By Aubrey Coleman
Staff Writer for The Daily Grace Co.
As we find ourselves invested in a local church, we will likely question where we should serve. For some churches, there are numerous options and opportunities presented, and we want to choose wisely. For some churches, there are few presented options, but we see needs in the church that can easily be met by its members. For other churches, maybe there are no options presented, and you find yourselves looking for some way to give yourself in a tangible way to serve your church. Even in what’s presented, we may be tempted to choose only what is most appealing, appreciated, or enjoyable. It’s important to think through how we will contribute our time and giftings to the building up of the local church.
Biblically, we are instructed to serve the body of Christ. Paul begins Romans 12 by encouraging us to serve sacrificially, out of the grace offered us in Christ Jesus. He continues by emphasizing that we need each other to represent the full body of Christ. We are each representatives of a whole, with different gifts and abilities to contribute. In Ephesians 4, we again see instruction to serve as one body, with one Lord, one hope, and one faith. Throughout the chapter, we are reminded of the role of the church to equip the saints for the building up of the body of Christ. This is enacted through sound biblical teaching, fellowship with one another, and doing life together. This is an essential role of a Christian, committed to serving one another and building one another up. We see this even more practically through studying the Bible together, showing hospitality, sharing the gospel, confessing to one another, praying for one another, bearing one another’s burden, and speaking truth in love. These are essential ways we are called to serve the local church, which should be initially considered.
With a foundational understanding of our biblical role in serving the church, we can ask the question, “Where am I needed?” This type of service could meet a temporary need or a longer-term need.
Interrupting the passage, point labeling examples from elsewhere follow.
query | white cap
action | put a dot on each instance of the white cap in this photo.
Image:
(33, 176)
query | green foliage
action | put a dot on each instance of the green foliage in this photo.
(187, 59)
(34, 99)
Thinking this way challenges us to understand our church in a more intentional way. Where is service lacking? Is it lacking childcare volunteers? Is it lacking sound booth volunteers? Is it lacking a meal train for families in need? Is it lacking in event planning? Is it lacking help with the food pantry? A great mantra to hold is “see a need, meet a need.” If you notice something in your church that is lacking or that could use some extra volunteers, initiate yourself! Talk to your pastors and staff members, asking to serve in some capacity that could meet a need in the area that is lacking. There is no perfect church, and there will always be some area that needs extra hands or extra effort. Even if it is not the most desirable or the most admirable place to serve, we fill the need because it contributes to the building up of the local church.
The last way you can think about where to serve is where you can best use your gifting. This way is intentionally listed after serving as we are biblically instructed to serve and serving where we are needed. The reason for this is that we are naturally inclined to showcase and express our gifting. God created each of us uniquely as an expression of His nature! There is a need for each of us to contribute to the body in a specific way. However, there can be a temptation to only do that. Though our gifts, talents, and abilities are a wonderful service to the church, we must not neglect the necessary and needed areas of service. We can serve in our area of expertise while still being available to contribute in ways that most honor the Lord and serve others.
Ultimately, our greatest concern as we seek to serve is how we can best contribute to the building up of the local church—whether volunteering in childcare, greeting new families on Sundays mornings, cleaning up after events, leading a Bible study for high school students, or making sure meals are provided to families with newborns. There are so many ways we can use our efforts to that end, as long as it remains the primary reason for finding our place to serve.